[Libguestfs] [libnbd PATCH 4/4] copy: Ignore extents if we encountered earlier error

Wed Feb 2 14:54:35 UTC 2022

On Wed, Feb 02, 2022 at 09:42:46AM +0100, Laszlo Ersek wrote:
> On 02/01/22 20:44, Eric Blake wrote:
> > In practice, the nbd extents callback will only be called once per
> > nbd_aio_block_status, because we have only requested exactly one
> > metacontext id, and because compliant servers send only one reply
> > chunk per id.  In theory, a server could reply first with an error
> > chunk (perhaps meaning "I'm unable to get status beyond offset X")
> > followed by an extent chunk ("but here's what I was able to get")
> > while still being compliant.  And a non-compliant server can send
> > unexpected chunks, just to try and confuse us.  Right now, it would
> > take a custom NBD server to actually trigger any scenario where *error
> > would ever be non-zero on entry to next_extent() (nbdkit does not have
> > that much power).  So while *error ever being non-zero is unlikely,
> > our easiest course is to handle it the same way we would for a server
> > sending us an unexpected id: ignore the rest of the extent callback.
> > The later completion callback will handle the overall command failing.
> 
> This commit message mostly answers my question under the cover letter,
> and indeed it's quite the opposite of what I expected. I'd have expected
> the command (the exchange with the server) completing, upon which time
> the completion callback would have run; then the results (a series of
> extent callbacks) would be passed to the extent callback.
> 
> So, that's precisely *not* the case in reality. :/

Yeah, understanding the control flow is helpful.  The first thing to
note: every client command has a sticky error field (see struct
command->error); this field starts life 0, and while the command is
live, it is set to non-zero in the following scenarios: if the client
never sends the command to the server (for example, settings from
nbd_set_strict_mode() determined it would be an out-of-bounds
request); when the server replies with NBD_REPLY_TYPE_ERROR in a
structured reply (although the command may still be live if it wasn't
the final reply chunk); when the server replies with an error in a
simple reply (with simple replies, the command is necessarily
complete); or when a client mid-command callback returns -1 (only
pread_structured and block_status have these, and the command may
still be live if it wasn't the final reply chunk).  Once the command
is complete, then we call the completion callback (if there is one)
with *error set to the value of command->error, giving one more chance
to change the value stored in command->error; and then
nbd_aio_command_completed returns the value of command->error as the
error status of the overall command (unless the completion callback
returned 1 to auto-retire the command first).

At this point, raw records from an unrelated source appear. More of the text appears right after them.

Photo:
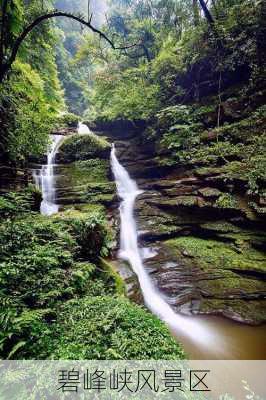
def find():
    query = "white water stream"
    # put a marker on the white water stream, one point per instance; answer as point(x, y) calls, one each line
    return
point(129, 251)
point(83, 129)
point(45, 179)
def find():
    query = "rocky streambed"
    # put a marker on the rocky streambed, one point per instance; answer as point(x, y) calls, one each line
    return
point(205, 247)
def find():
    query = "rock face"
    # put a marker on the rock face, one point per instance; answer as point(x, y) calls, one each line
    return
point(209, 243)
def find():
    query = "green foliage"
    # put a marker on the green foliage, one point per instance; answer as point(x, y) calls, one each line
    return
point(43, 262)
point(112, 332)
point(226, 200)
point(15, 203)
point(68, 119)
point(83, 147)
point(29, 112)
point(31, 99)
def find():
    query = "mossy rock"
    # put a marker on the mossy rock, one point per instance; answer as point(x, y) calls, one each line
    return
point(230, 274)
point(252, 311)
point(107, 328)
point(82, 147)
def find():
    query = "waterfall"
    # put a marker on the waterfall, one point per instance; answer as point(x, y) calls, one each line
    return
point(45, 179)
point(129, 251)
point(83, 129)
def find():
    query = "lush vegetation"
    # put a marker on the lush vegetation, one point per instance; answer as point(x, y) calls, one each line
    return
point(58, 300)
point(192, 76)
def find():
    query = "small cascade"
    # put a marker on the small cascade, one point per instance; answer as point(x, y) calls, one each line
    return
point(45, 179)
point(83, 129)
point(129, 251)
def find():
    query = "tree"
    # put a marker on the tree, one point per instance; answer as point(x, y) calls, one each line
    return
point(8, 55)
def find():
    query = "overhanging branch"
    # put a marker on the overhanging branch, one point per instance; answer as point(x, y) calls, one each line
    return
point(6, 66)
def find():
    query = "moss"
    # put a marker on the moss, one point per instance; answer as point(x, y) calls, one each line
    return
point(107, 328)
point(252, 311)
point(210, 192)
point(83, 147)
point(213, 254)
point(119, 283)
point(226, 200)
point(81, 172)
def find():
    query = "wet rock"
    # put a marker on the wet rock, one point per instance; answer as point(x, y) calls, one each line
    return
point(82, 147)
point(209, 192)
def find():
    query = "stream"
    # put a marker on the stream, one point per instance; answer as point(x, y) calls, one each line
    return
point(203, 337)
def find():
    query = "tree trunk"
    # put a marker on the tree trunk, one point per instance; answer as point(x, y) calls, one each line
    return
point(206, 12)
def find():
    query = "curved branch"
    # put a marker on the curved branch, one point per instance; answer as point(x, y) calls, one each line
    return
point(44, 17)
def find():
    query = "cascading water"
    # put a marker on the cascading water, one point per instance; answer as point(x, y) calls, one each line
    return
point(129, 250)
point(45, 179)
point(83, 129)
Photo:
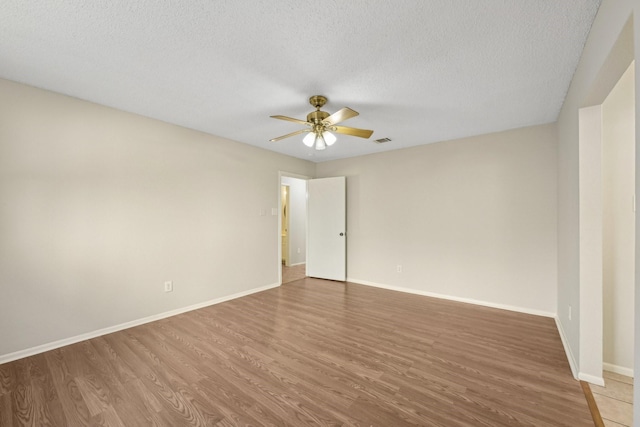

Then we have nbd_aio_block_status which kicks off a transaction that
will eventually send NBD_CMD_BLOCK_STATUS, and is associated with TWO
callbacks: the mandatory mid-command nbd_extents callback to read
block status information as it comes over the wire from the server,
and the optional nbd_completion callback to mark when the server has
nothing more to send.

The documentation states that the nbd_extents callback can be called 0
or more times (0 if the server replies with an error, or even if
nbd_set_strict_mode() determines that the command violates the NBD
protocol and is never even sent to the server).  If you only have one
metacontext id (as in nbdcopy only caring about base:allocation), one
time is all the more we expect from a compliant server (a noncompliant
server can send more than one reply, but we'd have to code up such a
custom server, as nbdkit does not behave that way).  The *error
parameter passed to nbd_extents is non-zero only if there is a running
error detected so far (generally unlikely; a server would have to send
an error chunk before a status chunk, or send more than one status
chunk where the libnbd client set *error during the first time the
callback was reached).

Then the nbd_completion callback is always called exactly once, after
there is nothing further to be done with the command.  The *error
parameter passed to the nbd_completion callback is the same value that
will be returned from nbd_aio_command_comppleted (unless the callback
returns 1 for auto-retiring).

And finally we have nbd_block_status: a synchronous thin wrapper that
calls nbd_aio_block_status, nbd_aio_poll, nbd_aio_command_completed
under the hood.  The nbd_extents callback is still mandatory, and is
called mid-command prior to the function call completing, in response
to server information as it comes over the wire.  The optional
nbd_completion callback of nbd_aio_block_status is not exposed (the
command completes synchronously, instead; whether we used the
completion callback under the hood is an implementation detail that
doesn't matter to the public interface).

I'm open to a documentation patch that gives more clarity on this
sequence of callbacks.

> 
> > ---
> >  copy/nbd-ops.c | 4 ++--
> >  1 file changed, 2 insertions(+), 2 deletions(-)
> > 
> > diff --git a/copy/nbd-ops.c b/copy/nbd-ops.c
> > index dfc62f20..ab30badd 100644
> > --- a/copy/nbd-ops.c
> > +++ b/copy/nbd-ops.c
> > @@ -1,5 +1,5 @@
> >  /* NBD client library in userspace.
> > - * Copyright (C) 2020 Red Hat Inc.
> > + * Copyright (C) 2020-2022 Red Hat Inc.
> >   *
> >   * This library is free software; you can redistribute it and/or
> >   * modify it under the terms of the GNU Lesser General Public
> > @@ -337,7 +337,7 @@ add_extent (void *vp, const char *metacontext,
> >    extent_list *ret = vp;
> >    size_t i;
> > 
> > -  if (strcmp (metacontext, "base:allocation") != 0)
> > +  if (strcmp (metacontext, "base:allocation") != 0 || *error)
> >      return 0;
> > 
> >    for (i = 0; i < nr_entries; i += 2) {
> > 
> 
> So, I don't understand this. First, here we have a non-aio (i.e.,
> synchronous) nbd_block_status call. in case add_extent (the extents
> callback) is entered with *error !=0, that means (per docs) "the error
> parameter contains the errno value of any previously detected error".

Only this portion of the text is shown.